In this research, our findings indicated that transfer of a low-quality embryo along with a high-quality embryo did not have a detrimental effect on high-quality embryos. Conversely, the live birth rate in the DET with a high-quality embryo plus a low-quality embryo group was 8.7% higher than that in the SET with a high-quality embryo group (33.2% vs. 24.5%, P < 0.001), and the same trend was observed with the clinical pregnancy rate between the two groups (42.3% vs. 33.3%, P < 0.001). However, the multiple pregnancy rate increased from 0.8% in SET to 14.8% in DET with a second lower-quality embryo. Although adding a low-quality embryo increases the live birth rate and clinical pregnancy rate, the risk of two embryo implantation leads to adverse obstetric outcomes associated with multiple pregnancies. We did not find significant differences in the preterm delivery rate (P > 0.05). There is no article to report whether high-quality embryos can promote low-quality embryos to a certain extent. After adjusting for confounding factors, compared with SET, DET significantly increases the multiple pregnancy rate.

Advanced age and the ET cycle rank might have certain effects on pregnancy outcomes. Therefore, we stratified our patients in terms of age and ET cycle rank. Regardless of age, DET group led to a higher live birth. Moreover, in women less than 35 years old, we observed a slight improvement of 6% in the live birth rate at the expense of an increase in the multiple rate from 1.4 to14.9%. Women over the age of 35 benefitted the least from the DET because their live birth rate only increased by 2.2%, and the multiple pregnancy rate increased from 0 to 14.7%. Similar results were observed in patients treated with one cycle of ET and multiple cycles of ET. Compared with 1 cycle of ET, the live birth rate after more than one cycle of ET did not significantly increase, but the risk of multiple pregnancy rates increased significantly.
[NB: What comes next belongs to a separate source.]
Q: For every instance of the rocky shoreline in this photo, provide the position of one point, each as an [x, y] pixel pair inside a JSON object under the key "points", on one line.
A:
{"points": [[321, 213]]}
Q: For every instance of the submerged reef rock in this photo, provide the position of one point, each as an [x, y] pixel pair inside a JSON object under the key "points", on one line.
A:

Several research assessed this issue. In the study by Dobson et al., compared with the transfer of one high-quality fresh embryo, the double embryo transfer group with the addition of a low-quality embryo had a higher multiple birth rate and no difference in the live birth rate [20]. In another analysis, Dobson et al. compared high-quality embryo transfers versus high-quality embryo transfers together with a low-quality embryo in a mixture of embryos and blastocysts. They found that a low-quality embryo did not negatively affect a high-quality embryo [20]. However, some researchers reached the opposite conclusion. Wintner et al. showed that after the transfer of a low-quality embryo along with a high-quality embryo, the clinical pregnancy rate and live birth rate were similar when compared with the transfer of two high-quality embryos [21].

Our study was potentially limited by its retrospective study. There may be inherent confounding factors and bias. Firstly, we did not take into account the possible impact of male factors on pregnancy outcomes. Secondly, our data were collected and entered by telephone interviewers, and there was some subjective influence.

In conclusion, this study found that adding a low-quality embryo does not reduce the live birth rate compared with the transfer of a single high-quality embryo. However, transferring double embryos with a second low-quality embryo increased the clinical pregnancy rate and live birth rate. In addition, in women older than 35 years or in patients with multiple cycles of ET, physicians should consider the benefits and risks of DET.